Apply with pd.value_counts

Hi,

I’m using apply to do value_counts() on two columns at once. I, however, want to set dropna=False.
This is not possible as I cannot supply any additional arguments for value_counts once I use it in apply.

columns = ['dissatisfaction','job_dissatisfaction']
print(tafe_resignations[columns].apply(pd.value_counts(dropna=False))

afbeelding

Is there a work-around for this, or should I do value_counts for both columns seperately?

https://app.dataquest.io/c/60/m/348/guided-project%3A-clean-and-analyze-employee-exit-surveys/7/identify-dissatisfied-employees

Try using pandas.DataFrame.value_counts.

Hi Bruno,

I tried

print(tafe_resignations[columns].apply(pd.DataFrame.value_counts))

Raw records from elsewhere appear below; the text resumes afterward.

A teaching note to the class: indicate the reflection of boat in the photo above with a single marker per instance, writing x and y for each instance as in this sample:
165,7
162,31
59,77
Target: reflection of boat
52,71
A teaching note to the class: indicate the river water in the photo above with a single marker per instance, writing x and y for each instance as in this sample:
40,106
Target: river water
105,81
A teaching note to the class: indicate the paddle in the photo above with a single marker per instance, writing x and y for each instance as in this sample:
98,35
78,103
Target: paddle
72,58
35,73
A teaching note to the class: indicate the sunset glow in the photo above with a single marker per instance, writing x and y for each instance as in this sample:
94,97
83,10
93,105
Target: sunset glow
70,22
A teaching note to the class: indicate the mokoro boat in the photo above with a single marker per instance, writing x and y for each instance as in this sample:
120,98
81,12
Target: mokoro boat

But then I get an error saying
afbeelding

Am I not looking in the right direction with your hint? :slight_smile:

Review the examples section in the link I sent. If that’s not enough reach out again. Also please include a link to the screen in your original post.

Hi Bruno, I checked the example section but cant come to a solution.

I currently have this:

The following does what I want:

print(tafe_resignations['dissatisfaction'].value_counts(dropna=False))
print('\n')
print(tafe_resignations['job_dissatisfaction'].value_counts(dropna=False))

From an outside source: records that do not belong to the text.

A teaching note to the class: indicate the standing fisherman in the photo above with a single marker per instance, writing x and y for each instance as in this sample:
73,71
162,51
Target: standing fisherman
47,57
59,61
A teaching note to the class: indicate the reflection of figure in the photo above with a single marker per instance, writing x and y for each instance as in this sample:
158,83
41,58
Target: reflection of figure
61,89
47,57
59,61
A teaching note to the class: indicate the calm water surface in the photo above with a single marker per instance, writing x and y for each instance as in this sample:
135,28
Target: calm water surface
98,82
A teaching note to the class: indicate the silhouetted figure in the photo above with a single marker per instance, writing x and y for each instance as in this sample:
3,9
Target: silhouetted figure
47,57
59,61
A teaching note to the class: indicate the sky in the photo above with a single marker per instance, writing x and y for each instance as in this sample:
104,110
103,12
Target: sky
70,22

But i’d like to do it in one step. Therefore I tried:

print(tafe_resignations[columns].apply(pd.value_countss))

Which does exactly what I want but won’t allow argument dropna = false.

When I tried:

print(tafe_resignations.value_counts(dropna=False)

I get an error saying that value_counts() got an unexpected argument ‘dropna’ even though this argument is mentioned in the documentation.

Nevertheless, even if it would allow the dropna=False I do not think it does the trick as it returns a series of counts of unique rows.

You could try a lambda function:

.apply(lambda x: x.value_counts(dropna=False))

1 Like

Works like a charm! Thank you @vik.

I’ve seen lambda functions a couple of times but thought to leave it for now as I assumed it will be part of the Data Analyst with Python path I’m taking.

Does anybody know why I get the unexpected argument (dropna=False) error with DataFrame.value_counts()?

Because calling .apply(pd.value_counts(dropna=False)) immediately ran the value_counts function, versus passing the reference into the apply method. When you instead did .apply(pd.value_counts), then it passed in the function reference, and the apply method ran the function across each column. It’s the difference between a = sum and a=sum([1,2]).

It didn’t work for you probably due a version issue. You can see the following just below the spot where your screenshot ends:

If you’re curious about what version you’re on, you can print pd.__version__.

I see Vik sorted it out in the meantime. Good to know you’re set.